Em nosso estudo utilizamos ratos RN, cuja resistência à hipóxia é bastante salientada na literatura (DUFFY et al., 1975; HILL, 1989). Essa característica possibilitou-nos a obtenção de um modelo experimental de asfixia, com um tempo duradouro de hipóxia, raramente possível em outras espécies, sem o aumento significativo da taxa de mortalidade.
1.5.2. A transposição dos dados obtidos no rato para os RN humanos
Fazendo-se a transposição dos dados obtidos no rato para os RN humanos pode-se deduzir que a asfixia altera o ritmo de sono-vigília promovendo aumento transitório do número de despertares e, a medida que esta condição se prolonga, os despertares se tornam cada vez menos freqüentes.

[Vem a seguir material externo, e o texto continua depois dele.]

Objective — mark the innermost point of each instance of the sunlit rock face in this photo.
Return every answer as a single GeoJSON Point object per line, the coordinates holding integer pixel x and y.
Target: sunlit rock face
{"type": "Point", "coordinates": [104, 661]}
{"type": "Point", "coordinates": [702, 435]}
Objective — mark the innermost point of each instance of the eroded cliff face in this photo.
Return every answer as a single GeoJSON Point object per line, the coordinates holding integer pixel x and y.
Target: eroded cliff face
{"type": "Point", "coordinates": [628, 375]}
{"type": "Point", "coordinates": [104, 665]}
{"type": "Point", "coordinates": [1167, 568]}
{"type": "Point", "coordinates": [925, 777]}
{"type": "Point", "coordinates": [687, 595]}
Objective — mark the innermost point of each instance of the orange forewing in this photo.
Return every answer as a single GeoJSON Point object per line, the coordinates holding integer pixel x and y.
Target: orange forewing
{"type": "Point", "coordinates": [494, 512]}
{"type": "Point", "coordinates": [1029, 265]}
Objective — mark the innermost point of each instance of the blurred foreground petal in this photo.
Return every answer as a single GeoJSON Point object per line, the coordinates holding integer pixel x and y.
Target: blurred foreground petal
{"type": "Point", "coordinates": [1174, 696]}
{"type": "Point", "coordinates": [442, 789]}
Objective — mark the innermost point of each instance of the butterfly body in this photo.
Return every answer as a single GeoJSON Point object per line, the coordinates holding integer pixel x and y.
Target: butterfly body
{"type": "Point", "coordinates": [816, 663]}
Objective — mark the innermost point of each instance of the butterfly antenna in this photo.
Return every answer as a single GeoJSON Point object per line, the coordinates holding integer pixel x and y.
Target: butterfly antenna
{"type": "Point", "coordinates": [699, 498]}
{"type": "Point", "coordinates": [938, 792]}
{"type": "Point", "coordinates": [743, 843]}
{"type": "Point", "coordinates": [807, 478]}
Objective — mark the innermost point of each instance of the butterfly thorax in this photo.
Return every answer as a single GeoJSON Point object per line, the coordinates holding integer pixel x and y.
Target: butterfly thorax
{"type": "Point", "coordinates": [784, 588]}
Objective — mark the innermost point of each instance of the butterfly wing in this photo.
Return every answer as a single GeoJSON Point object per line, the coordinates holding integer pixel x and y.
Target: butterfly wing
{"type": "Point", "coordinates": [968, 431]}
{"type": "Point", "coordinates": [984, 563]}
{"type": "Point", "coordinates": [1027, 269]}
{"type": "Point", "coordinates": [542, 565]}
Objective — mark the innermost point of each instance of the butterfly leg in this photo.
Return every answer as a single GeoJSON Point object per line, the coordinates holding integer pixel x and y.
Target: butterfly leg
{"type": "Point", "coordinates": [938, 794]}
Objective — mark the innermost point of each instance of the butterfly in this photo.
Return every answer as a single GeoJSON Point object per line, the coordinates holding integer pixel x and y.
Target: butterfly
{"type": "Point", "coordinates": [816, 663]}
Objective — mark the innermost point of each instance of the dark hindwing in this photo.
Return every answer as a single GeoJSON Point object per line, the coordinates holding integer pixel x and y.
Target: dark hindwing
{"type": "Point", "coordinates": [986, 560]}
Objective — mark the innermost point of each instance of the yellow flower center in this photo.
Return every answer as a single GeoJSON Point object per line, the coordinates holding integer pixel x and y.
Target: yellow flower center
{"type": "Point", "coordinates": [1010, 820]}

Particularmente nos bebês, onde o sono está presente a maior parte do tempo, a observação clínica e/ou eletroencefalográfica dos seus componentes fundamentais (quietude comportamental, desligamento relativo dos estímulos ambientais, adoção de posturas específicas, presença de movimentos corporais espontâneos, duração dos ciclos de sono-vigília, duração do sono REM e não-REM, descontinuidade do sono, etc) pode trazer informações valiosas sobre a integridade orgânica e funcional dos órgãos e sistemas do RN, especialmente do sistema nervoso.
Em que pese a baixa especificidade dos desvios da normalidade, possíveis de serem observados durante o sono do RN, é inegável afirmar que estas alterações têm valor preditivo positivo muito grande, especialmente em crianças cuja história fetal e materna sugere a possibilidade da ocorrência de danos ou seqüelas decorrentes da AP.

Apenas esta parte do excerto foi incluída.